If the curve is f(x), and the area under the curve is A(x). We have dA = f(x)dx, where dx is a very tiny length on the X-axis, f(x)dx is the area of the very thin rectangle at x. dA means the very small change of function A from x to x+dx. From dA=f(x)dx, we have dA/dx = f(x). We call f(x) the derivative of function A.

To calculate the derivative of A: \frac {dA}{dx} as \frac{A(x+dx)-A(x)}{dx}. By some transformation we can get the result. For example, A(x) = x^2, \frac{dA}{dx} = \frac{(x+dx)^2-x^2}{dx} = \frac{2xdx + d^2x}{dx}= 2x + dx. Since dx is very small, so \frac{dA}{dx} = 2x.

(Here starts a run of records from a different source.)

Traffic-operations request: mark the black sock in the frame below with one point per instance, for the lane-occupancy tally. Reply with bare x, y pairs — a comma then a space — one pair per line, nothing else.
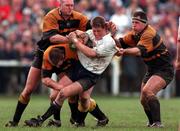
54, 108
149, 116
74, 109
155, 109
19, 111
81, 116
57, 114
97, 113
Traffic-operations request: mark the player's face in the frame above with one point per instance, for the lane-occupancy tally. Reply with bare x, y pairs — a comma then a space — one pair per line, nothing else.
67, 7
138, 26
60, 63
99, 32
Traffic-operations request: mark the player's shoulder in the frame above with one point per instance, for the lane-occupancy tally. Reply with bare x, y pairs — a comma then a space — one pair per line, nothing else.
79, 15
149, 32
52, 12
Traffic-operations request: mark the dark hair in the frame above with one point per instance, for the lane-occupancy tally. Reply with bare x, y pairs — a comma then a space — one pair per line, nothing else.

Don't think dx as infinitely small, but think of it as a comparatively small value.

Derivative Rules

Three rules of derivative.

  • Constant rule: f'(x) = 0
  • Sum rule: (\alpha f(x)+ \beta g(x))' = \alpha f'(x) + \beta g'(x)
  • Product rule: (f(x)g(x))' = f'(x)g(x) + f(x)g'(x)
  • Quotient rule: \left({\frac {f(x)}{g(x)}}\right)'={\frac {f'(x)g(x)-f(x)g'(x)}{g^{2}(x)}}
  • Chain rule: (f(g(x)))' = f'(g(x))g'(x)

Mathimatical Constant

A simple definition of the mathimatical constant e is (e^x)' = e^x.

Implicit Differentiation

For example, f(x, y)=g(x, y). From this equation, we cannot directly see a form of y=.... We cannot directly calculate the derivative. What we know is this equation defines a curve (or some dots or something) in the plane.

We can conclude f'(x, y)=g'(x, y). Two questions needs to be answered.

  • Is f'(x, y) the derivative of x or y? It doesn't matter, since dy can be seen as a function of dx, and vice versa.
  • Why they still equal when calculate derivative? The curve defined by f(x, y)=g(x, y) constrain x and y to have a certain relationship. It might be the intervals, where f and g overlap. We don't need to consider single points overlaps since there is no derivative if they are scattered single points. Therefore, the equation is a definition of some curve in some intervals. As long as point (x, y) is on the curve, we have f(x, y)=g(x, y). Therefore, when we move a little bit f changes by df, which is f + df, on the right of the equation is g + dg. Since f=g and f +df = g + dg, df =dg.